By Edward Carlson, Policy Analyst, Civil Rights Policy Project, NCLR
Set against a backdrop of families who were all directly impacted by gun violence, it was hard to miss what was at stake at last week’s Senate hearing on “Proposals to Reduce Gun Violence.” The hearing was an opportunity to present solutions to the problems that brought tragedy to these families and so many others. The problem, as uniquely characterized by each witness, runs wide and deep in the United States. Each year, as one witness explained:
- 31,000 Americans die from gunshot wounds
- 337,960 Americans suffer from nonfatal violent crimes
- Billions of dollars are lost through gun violence
These numbers and several recent tragedies have heightened awareness about the immediate need to take action to decrease gun violence. However, the hearing needed more discussion of the impact of gun violence within the Hispanic community. The underlying factors that contribute to gun violence, such as lack of education, employment, and recreational opportunities, in Latino and urban communities across the country are rarely discussed.
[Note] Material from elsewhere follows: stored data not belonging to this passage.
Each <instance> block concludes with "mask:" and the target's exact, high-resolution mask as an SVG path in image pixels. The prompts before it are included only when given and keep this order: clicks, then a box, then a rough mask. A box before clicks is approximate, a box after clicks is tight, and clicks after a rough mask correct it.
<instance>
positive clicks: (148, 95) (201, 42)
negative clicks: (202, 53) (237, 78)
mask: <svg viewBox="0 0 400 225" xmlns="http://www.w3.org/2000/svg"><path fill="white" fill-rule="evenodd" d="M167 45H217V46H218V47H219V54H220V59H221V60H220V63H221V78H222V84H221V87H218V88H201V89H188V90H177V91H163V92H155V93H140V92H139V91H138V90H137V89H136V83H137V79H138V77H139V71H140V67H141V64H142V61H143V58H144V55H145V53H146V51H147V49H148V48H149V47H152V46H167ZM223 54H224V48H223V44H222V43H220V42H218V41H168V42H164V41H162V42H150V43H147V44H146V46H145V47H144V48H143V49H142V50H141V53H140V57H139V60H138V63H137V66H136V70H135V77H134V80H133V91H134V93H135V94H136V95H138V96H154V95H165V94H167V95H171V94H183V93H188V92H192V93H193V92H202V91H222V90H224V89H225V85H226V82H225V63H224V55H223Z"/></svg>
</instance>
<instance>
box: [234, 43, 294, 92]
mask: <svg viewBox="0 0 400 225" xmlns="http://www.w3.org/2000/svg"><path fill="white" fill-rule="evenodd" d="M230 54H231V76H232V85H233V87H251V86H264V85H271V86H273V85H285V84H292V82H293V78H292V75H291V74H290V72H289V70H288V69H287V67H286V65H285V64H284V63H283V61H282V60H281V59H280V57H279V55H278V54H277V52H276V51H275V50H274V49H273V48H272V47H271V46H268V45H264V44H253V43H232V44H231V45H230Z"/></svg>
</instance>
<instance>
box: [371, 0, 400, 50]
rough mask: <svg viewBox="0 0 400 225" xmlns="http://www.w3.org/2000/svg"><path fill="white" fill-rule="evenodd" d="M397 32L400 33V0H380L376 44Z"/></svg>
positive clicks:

The stakes for taking action are now greater than ever for the Hispanic community. In 2010, Latinos had the third-highest rate of gun-related homicides, according to the Child’s Trend Databank. There were 17.8 per 100,000 deaths for Latino males, which was unacceptably high by any standard. The effect of these statistics can be seen in Hispanic communities across the country. In the Southwest Side of Chicago, where NCLR has several Affiliates, there is at least one high school in a predominantly Latino neighborhood that does not hold outside gym class because of fear of violence.
Yet, as sequestration approaches, Congress fails to take action, and there are no concrete plans for addressing the underlying causes of gun violence. In fact, for five years, Congress has failed to reauthorize the Juvenile Justice and Delinquency Prevention Act and failed to appropriate adequate funding for critical violence prevention programs at the state and local levels. If the automatic spending cuts are enacted, it could equal a 56% reduction in funding since 2002. This could have a devastating impact on the fight against the multitude of sources that contribute to gun violence in communities where a disproportionate number of Latinos are the victims of violence.
We must stop the mass shootings from ever happening again. Our children deserve a better future. However, we also must focus on the everyday shootings that occur and continue to plague communities, both rural and urban. These hearings are the start of an important conversation about gun violence, and the families who came should be commended for continuing to raise awareness of the issue. As Connecticut Senator Blumenthal expressed at the hearing, he hopes that the interest in gun violence that Newtown generated does not dissipate. Those victims, and many others, should have had the chance to live a full life. Solutions are needed, and they must be found soon.